Il Ministero dello sviluppo economico ha avviato il confronto con i sindacati Cgil, Cisl e Uil per il rilancio del settore edile. Come proposto dai sindacati, il Ministero si farà promotore di specifici tavoli tecnici tematici in cui saranno coinvolti altri Ministeri e istituzioni. L’obiettivo è creare sinergie per affrontare temi trasversali, come ad esempio la rigenerazione urbana e la corretta implementazione del Codice Appalti.

I partecipanti potranno inviare i propri contributi entro metà gennaio e in base alle proposte pervenute verrà organizzato un calendario di tavoli tecnici.

In occasione del primo incontro i sindacati hanno evidenziato “la drammatica situazione del settore” con 800mila posti di lavoro persi e 120mila imprese chiuse e sottolineato la necessità che il governo avvii una “politica industriale nuova per l’edilizia, con una visione di sistema, che non disperda un patrimonio produttivo ed occupazionale ancora importante e accompagni la trasformazione del mercato, l’innovazione di processo e di prodotto, una sua maggiore sostenibilità ambientale, in coerenza con gli stessi obiettivi ONU e dell’UE per un nuovo modello di sviluppo”.

I sindacati hanno consegnato alcune proposte di lavoro. Tra le urgenze la crisi di alcuni grandi imprese e dei relativi indotti (da Astaldi a Cmc, da GLF a Tecnis, ecc.) che, interessando decine di opere grandi e medie, “ha di fatto bloccato o rallentato il programma pluriennale Connettere l’Italia e la realizzazione di grandi opere necessarie al Paese”.

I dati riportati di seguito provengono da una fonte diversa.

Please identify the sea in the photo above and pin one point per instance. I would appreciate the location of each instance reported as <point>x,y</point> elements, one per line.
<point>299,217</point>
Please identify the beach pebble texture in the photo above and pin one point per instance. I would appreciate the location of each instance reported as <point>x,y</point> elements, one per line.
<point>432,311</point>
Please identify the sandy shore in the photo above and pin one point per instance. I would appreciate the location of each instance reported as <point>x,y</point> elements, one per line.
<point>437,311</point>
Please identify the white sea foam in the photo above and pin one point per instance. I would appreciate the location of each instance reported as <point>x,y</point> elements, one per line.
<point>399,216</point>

Tra le richieste anche quella di “generalizzare la politica di intervento delle banche (conversione dei crediti in partecipazione) e soprattutto di Cassa Depositi e Prestiti, allargando il perimetro di Progetto Italia”.

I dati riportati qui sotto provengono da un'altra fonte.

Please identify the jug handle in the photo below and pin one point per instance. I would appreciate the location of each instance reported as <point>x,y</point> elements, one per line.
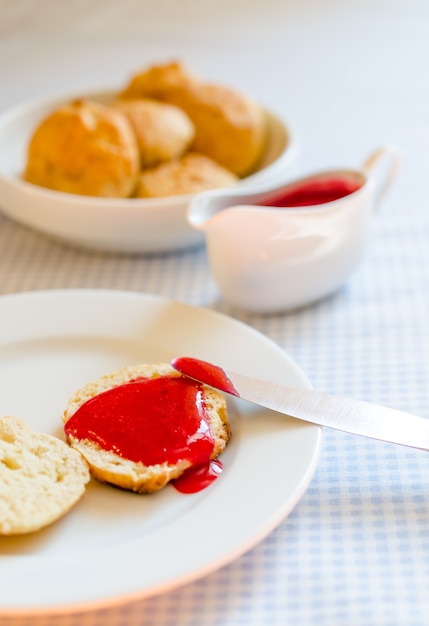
<point>392,155</point>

I sindacati hanno inoltre chiesto specifiche azioni per la transizione tecnologica ed ambientale, il rispetto del Ccnl, la qualificazione delle stazioni appaltanti e il contrasto al fenomeno dello “sciopero della firma”, incentivi per la rottamazione ed il recupero dei capannoni industriali abbandonati, sostegno dei Comuni che intendono investire risorse nella messa in sicurezza del territorio, attraverso finanziamenti a tassi agevolati e procedure più semplici e celeri.

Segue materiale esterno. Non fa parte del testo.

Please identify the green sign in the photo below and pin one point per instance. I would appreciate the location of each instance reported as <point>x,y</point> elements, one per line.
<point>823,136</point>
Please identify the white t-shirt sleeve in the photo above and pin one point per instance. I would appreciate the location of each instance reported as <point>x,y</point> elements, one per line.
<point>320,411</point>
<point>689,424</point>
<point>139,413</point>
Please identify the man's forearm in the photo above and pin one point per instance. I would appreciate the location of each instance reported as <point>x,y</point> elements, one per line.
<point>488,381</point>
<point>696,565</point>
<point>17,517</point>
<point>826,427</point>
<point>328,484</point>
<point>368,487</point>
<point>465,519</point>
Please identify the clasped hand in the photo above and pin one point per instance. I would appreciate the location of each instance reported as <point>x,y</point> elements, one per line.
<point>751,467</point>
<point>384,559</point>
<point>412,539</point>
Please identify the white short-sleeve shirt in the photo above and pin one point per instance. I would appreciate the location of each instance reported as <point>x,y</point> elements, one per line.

“C’è bisogno di avviare un confronto con tutti gli attori coinvolti – ha affermato il Ministro dello Sviluppo Economico, Stefano Patuanelli, dalla sua pagina Facebook –  così da individuare nuove misure e verificare gli strumenti esistenti, attraverso il coinvolgimento sinergico sia del Ministero delle Finanze e del Ministero dello Sviluppo Economico”.

“Per supportare le imprese edili nell’ambito delle trasformazioni tecnologiche in atto nel sistema produttivo e infrastrutturale, sempre più toccato dai processi di riconversione ecosostenibile e riqualificazione ambientale sono già state confermate nella legge di bilancio in corso di approvazione in Parlamento le misure relative al Piano Casa, con la proroga al 31 dicembre 2020 delle detrazioni fiscali per interventi di riqualificazione degli edifici, e la proroga degli incentivi del Piano Impresa 4.0, ulteriormente potenziato e semplificato al fine di ampliare la platea dei beneficiari. È stata inoltre resa strutturale la cosiddetta ‘Norma Fraccaro’, che sostiene investimenti di efficientamento energetico e di sviluppo territoriale sostenibile dei comuni”.